Making the hash of None constant is a step in that direction, but it’s not clear to me (a) if it’s the right step, or (b) if it’s sufficient. And in the absence of clear answers to those questions, I’d rather look at the bigger picture before diving in and changing things.
You ask if it’s “sufficient” but then the question is: sufficient for what?
There are some cases where this would make the difference between something being reproducible and something being not reproducible and for those cases it is sufficient. Obviously there are other cases where this would not be enough but in fact nothing can ever lead to complete reproducibility in all cases so that’s too high a bar to set.
I tend to see the situation with reproducibility as being that every little helps. Or to put it the other way round it only takes one bad apple to ruin determinism so why make something non-deterministic if there is no particular reason to do so?
In the case of SymPy sets are used extensively and SymPy expressions have structural hash functions. Those structural hash functions would be deterministic if it wasn’t for hash randomisation but that is at least controllable. Mostly sets of SymPy expressions are used but also things like sets of integers and sometimes sets like {None, False, True}. As far as I know the only object used in sets throughout the codebase that uses id for its hash is None.
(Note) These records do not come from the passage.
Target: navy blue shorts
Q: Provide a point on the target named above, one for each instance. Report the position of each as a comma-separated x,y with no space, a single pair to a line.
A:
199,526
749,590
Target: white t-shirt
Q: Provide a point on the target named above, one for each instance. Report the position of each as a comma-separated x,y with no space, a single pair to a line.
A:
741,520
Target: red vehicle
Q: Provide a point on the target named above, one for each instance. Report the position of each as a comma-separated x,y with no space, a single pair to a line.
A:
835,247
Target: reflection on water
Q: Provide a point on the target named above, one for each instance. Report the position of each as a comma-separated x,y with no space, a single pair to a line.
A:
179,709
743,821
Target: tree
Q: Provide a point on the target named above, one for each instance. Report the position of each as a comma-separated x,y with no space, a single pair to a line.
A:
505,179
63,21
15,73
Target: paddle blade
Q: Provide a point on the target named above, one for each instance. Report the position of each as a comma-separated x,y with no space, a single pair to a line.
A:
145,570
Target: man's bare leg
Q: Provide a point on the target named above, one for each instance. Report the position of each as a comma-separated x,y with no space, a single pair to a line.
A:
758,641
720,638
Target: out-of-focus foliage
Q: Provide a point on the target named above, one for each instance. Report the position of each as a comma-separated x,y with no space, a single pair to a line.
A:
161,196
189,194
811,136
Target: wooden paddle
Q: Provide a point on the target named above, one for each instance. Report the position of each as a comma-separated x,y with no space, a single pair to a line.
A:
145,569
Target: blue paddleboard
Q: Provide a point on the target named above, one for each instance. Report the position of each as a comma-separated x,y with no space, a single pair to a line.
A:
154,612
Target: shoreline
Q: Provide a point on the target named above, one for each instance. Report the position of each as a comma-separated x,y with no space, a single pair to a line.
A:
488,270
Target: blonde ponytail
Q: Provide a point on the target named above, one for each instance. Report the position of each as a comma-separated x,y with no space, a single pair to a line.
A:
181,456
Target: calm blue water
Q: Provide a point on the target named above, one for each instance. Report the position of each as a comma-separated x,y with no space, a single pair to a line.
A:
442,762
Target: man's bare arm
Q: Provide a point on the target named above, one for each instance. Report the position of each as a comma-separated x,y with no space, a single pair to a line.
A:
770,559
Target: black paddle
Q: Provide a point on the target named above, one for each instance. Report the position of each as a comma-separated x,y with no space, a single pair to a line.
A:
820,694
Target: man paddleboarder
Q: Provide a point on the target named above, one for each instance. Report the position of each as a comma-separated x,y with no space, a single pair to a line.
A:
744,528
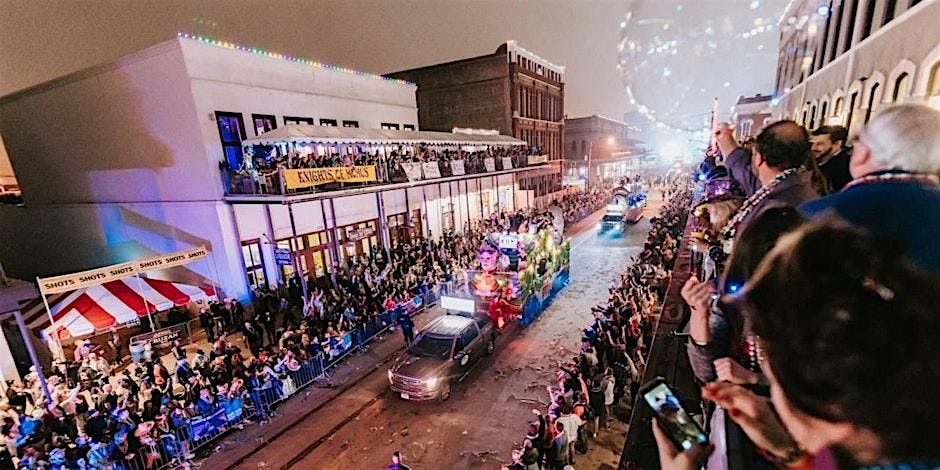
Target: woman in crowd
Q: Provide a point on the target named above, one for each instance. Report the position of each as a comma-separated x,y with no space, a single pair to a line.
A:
847,330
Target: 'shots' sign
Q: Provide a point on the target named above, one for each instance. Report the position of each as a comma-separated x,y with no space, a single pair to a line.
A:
75,281
309,177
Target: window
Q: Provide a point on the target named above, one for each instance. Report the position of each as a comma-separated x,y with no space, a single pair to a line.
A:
889,12
933,86
853,103
231,133
901,87
869,19
297,120
263,123
850,30
254,266
838,24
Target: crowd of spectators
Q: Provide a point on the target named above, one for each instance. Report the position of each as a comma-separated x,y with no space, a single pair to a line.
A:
258,170
612,351
105,415
815,338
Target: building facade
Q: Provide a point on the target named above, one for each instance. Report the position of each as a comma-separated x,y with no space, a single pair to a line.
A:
750,114
125,160
511,90
598,147
841,60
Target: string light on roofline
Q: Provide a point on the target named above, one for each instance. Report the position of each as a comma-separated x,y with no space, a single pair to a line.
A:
299,60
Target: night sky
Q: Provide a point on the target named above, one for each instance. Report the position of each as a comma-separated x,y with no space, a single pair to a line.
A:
45,39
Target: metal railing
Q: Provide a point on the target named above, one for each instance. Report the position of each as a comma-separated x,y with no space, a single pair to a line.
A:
259,400
268,182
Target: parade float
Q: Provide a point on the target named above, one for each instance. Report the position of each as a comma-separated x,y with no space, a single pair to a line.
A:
518,277
625,208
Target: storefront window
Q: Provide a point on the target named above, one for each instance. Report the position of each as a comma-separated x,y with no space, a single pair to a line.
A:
254,266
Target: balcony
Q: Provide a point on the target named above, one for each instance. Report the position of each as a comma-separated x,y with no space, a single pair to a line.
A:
301,159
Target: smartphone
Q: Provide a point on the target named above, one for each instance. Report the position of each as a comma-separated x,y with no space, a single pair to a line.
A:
682,430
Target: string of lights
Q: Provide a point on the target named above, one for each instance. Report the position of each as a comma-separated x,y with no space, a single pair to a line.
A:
298,60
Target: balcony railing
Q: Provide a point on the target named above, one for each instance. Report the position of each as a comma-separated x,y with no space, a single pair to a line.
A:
294,181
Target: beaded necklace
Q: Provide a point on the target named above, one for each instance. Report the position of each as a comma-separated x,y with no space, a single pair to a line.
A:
752,202
930,180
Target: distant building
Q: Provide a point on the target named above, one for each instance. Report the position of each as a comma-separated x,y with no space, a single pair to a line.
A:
750,115
598,147
7,178
511,90
134,158
839,63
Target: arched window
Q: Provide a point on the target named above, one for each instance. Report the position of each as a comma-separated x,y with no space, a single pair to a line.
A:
872,101
933,86
902,87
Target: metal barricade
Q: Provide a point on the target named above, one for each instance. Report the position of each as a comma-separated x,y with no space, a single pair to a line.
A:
260,403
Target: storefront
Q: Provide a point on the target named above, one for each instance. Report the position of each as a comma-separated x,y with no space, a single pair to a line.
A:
359,239
312,251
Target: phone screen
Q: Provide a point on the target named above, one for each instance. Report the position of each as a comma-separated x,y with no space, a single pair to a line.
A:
672,418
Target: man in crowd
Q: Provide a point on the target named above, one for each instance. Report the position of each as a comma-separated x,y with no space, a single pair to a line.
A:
775,172
895,193
832,155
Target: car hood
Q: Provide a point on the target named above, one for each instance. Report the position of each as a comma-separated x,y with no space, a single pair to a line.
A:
418,367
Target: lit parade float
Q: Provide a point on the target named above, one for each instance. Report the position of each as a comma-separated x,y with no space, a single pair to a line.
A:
519,276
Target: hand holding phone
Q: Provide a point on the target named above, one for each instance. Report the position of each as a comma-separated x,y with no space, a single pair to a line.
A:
684,432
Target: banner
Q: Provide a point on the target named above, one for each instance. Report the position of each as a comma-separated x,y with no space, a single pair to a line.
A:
162,338
172,260
457,168
412,171
282,257
69,282
309,177
537,159
93,277
490,164
431,170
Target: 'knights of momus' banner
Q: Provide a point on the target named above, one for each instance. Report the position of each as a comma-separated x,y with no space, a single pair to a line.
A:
308,177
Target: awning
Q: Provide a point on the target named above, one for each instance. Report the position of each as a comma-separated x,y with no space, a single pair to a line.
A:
299,133
99,307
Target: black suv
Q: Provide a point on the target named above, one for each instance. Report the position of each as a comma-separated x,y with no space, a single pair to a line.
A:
443,352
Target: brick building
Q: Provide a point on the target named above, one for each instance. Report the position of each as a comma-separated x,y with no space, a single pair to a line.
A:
750,114
511,90
598,147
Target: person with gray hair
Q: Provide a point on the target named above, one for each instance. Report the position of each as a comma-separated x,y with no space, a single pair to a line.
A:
895,191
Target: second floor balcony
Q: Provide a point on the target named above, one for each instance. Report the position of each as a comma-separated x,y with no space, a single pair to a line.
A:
302,159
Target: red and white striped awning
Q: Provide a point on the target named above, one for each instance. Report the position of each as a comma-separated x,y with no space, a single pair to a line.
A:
98,307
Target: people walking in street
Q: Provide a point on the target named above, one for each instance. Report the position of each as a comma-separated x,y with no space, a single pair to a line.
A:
397,463
406,324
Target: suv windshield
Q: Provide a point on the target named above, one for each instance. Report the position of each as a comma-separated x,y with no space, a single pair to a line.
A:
431,346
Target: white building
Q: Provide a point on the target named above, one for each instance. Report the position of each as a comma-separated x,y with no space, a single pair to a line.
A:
750,114
121,161
841,60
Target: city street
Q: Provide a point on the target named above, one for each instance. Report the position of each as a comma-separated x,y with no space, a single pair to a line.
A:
362,423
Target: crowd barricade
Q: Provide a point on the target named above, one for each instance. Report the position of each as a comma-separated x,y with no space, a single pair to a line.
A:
259,403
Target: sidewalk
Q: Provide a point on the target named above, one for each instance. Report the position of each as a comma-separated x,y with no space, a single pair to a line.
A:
234,449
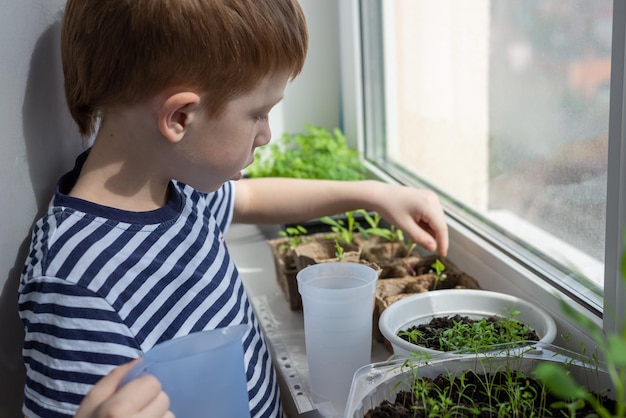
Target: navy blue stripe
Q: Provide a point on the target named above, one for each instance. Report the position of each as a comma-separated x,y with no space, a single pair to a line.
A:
105,256
69,311
80,247
137,255
41,412
156,263
82,335
75,355
209,314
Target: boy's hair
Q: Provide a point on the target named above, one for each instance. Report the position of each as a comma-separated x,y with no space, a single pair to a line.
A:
119,52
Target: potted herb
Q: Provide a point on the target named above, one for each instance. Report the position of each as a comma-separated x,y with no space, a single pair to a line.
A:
500,384
461,319
315,154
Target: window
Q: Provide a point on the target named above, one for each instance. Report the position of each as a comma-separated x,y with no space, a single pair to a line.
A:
504,108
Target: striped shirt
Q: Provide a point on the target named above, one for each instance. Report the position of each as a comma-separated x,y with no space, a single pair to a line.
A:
101,286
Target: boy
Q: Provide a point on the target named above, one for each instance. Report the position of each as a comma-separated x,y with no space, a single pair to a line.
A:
131,251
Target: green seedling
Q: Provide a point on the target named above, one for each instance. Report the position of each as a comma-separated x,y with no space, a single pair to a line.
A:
438,269
315,154
343,231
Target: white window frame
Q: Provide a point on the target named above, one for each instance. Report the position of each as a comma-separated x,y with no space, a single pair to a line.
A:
493,267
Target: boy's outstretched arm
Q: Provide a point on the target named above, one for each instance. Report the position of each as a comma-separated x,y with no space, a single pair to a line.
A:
417,212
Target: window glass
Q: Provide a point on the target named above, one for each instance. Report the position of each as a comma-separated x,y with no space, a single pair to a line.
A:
503,106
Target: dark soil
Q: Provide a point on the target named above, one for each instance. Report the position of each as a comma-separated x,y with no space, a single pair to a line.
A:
513,395
432,332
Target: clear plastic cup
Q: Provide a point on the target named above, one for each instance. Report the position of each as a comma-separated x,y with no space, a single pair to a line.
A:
337,299
202,373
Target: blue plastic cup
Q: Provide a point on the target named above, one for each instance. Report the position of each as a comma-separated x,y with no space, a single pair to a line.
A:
202,373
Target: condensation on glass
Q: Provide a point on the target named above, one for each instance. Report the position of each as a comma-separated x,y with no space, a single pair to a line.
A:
505,106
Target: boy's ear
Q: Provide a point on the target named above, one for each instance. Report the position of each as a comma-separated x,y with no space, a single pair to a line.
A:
175,113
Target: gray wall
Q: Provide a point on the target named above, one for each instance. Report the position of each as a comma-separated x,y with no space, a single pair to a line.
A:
39,141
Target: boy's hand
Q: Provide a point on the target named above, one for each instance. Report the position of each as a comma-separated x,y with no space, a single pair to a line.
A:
417,212
140,398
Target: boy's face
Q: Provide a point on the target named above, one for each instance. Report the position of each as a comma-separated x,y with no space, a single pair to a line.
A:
217,149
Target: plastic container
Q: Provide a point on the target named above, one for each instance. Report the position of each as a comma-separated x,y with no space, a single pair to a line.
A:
337,300
475,304
377,382
202,373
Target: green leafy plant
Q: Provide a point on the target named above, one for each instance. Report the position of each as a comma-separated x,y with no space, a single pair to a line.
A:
496,392
391,233
343,231
468,335
438,269
338,251
316,154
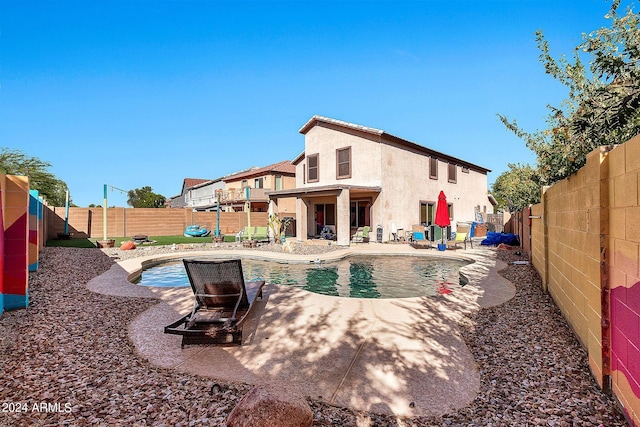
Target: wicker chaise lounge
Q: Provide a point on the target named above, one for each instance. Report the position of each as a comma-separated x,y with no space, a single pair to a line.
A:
222,303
What this means is that it is possible to have a large codebase where hash(None) is potentially the only source of uncontrollable non-determinism.
This is great, thank you, but perhaps there is another point to consider here.
From what I see, at least among the researchers in my own org, it is relatively well known that (assuming you want deterministic runs in your compute workload):
identity hashing has to be avoided (in any language)
random seeds need to be fixed (in any language)
The issue with bytes/str hash randomization and the PYTHONHASHSEED fix is far less known than (1), (2) ; I knew about it when I joined, and I remember at least some of those people being surprised when I told them about it.
Some of them had a misconception that it was the set implementation that was causing the non-determinism (as I imagine most people have when they see non deterministic behavior from keys with optional fields - they won’t realize it’s None causing it).
At least one person there did huge refactors where graphs (whose nodes were hashed as strings) are reconstructed in various places using dicts where nodes are inserted according to some manually dictated order, and similar complications that shouldn’t ever existed.
You don’t hear such people complaining here, the majority of programmers and scientists aren’t going to get to the bottom of such problems and then start fighting the holy wars in open source forums necessary to make it less of a hazard to the next person.
I don’t know. But we’re not talking about “making something non-deterministic”, we’re talking about making it deterministic when it’s currently not guaranteed to be deterministic, even though it is in a lot of cases. The hash of None is always -9223363242512554292 on my 64-bit Windows installation of Python 3.11.0. As far as I know, the only time it’s not deterministic is on Unix systems with address space randomisation switched on. A non-trivial proportion of systems, yes. But far from all of them.
I really don’t care an awful lot here. There was a PR. It was rejected. A core dev needs to care enough to override the rejection. That core dev won’t be me. If this was part of a set of changes that “made deterministic reproduction of bugs significantly easier”, then maybe it would be me. I can’t give you a precise set of criteria for waht would persuade me. All I can say is that changing the hash of Noneby itself isn’t enough (for me).